L’Été des charognes
Vivre à la campagne, c’est vivre au grand air, mais au quotidien, c’est aussi respirer l’ennui autant que la bière tiède, les usines d’engrais et les carcasses de brebis. Alors, quand on est ado pendant les grandes vacances, on s’occupe, on trime pour des parents toujours trop occupés à faire autre chose, on se prend des torgnoles pour rien, on s’entasse avec les copains devant la seule télé du bled, on joue aux grands en fumant et en buvant en douce… Et quand la rentrée arrive, c’est la même chose, avec l’interminable trajet pour le bahut en plus et les tensions de cour d’école. Mais c’est aussi une porte ouverte vers l’émancipation, ou vers un gouffre.
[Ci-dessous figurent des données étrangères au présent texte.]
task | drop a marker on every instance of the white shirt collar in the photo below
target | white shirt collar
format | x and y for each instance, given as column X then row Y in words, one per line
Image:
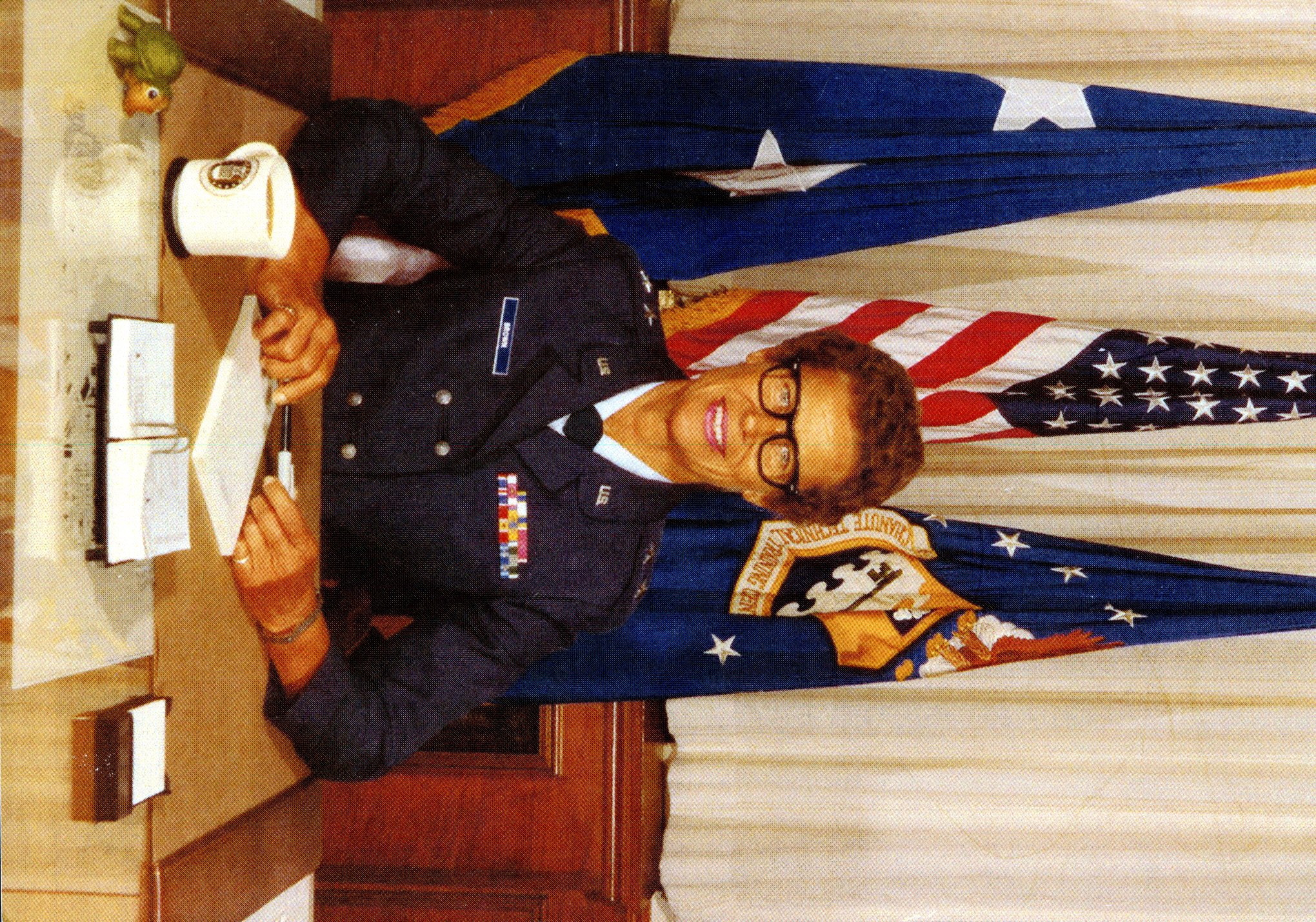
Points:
column 608, row 447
Pour sa première bande dessinée, Sylvain Bordesoules propose une vraie claque. Une lecture qui vous prend aux tripes et vous reste des jours durant, par sa justesse, sa violence, sa vision. Le jeune auteur s’appuie en effet sur la prose brutale et magnifique de Simon Johannin, dont le livre éponyme (Allia, 2017) avait déjà été remarqué par la critique. Mais il ne fait pas que l’illustrer, il lui donne chair et corps d’une manière éclatante. Avec toute une palette de feutres à alcool, donnant une atmosphère colorée palpable comme un mélange d’aquarelle et de texture numérique, il crée des tableaux réalistes d’un puissance rare, parfaitement en adéquation avec le décor quasi documentaire du texte d’origine. Ce monde rural loin des cartes postales, déserté des services publics et même trop loin des centres d’activité privés, vivant en vase clos dans une misère économique et intellectuelle criante, cette France oubliée et dénigrée, elle vit superbement dans les mots de Johannin comme dans les couleurs de Bordesoules. Et quand le récit à la première personne prend un tour encore plus sombre, dans une spirale de dépression terrible, c’est une deuxième volée de gifles qui arrive. Cela faisait bien longtemps que la bande dessinée n’avait pas produit un livre aussi dur, bouleversant et beau à la fois. Probablement un des tout meilleurs de l’année, à coup sûr, en plus d’être la révélation d’un auteur à suivre de très près.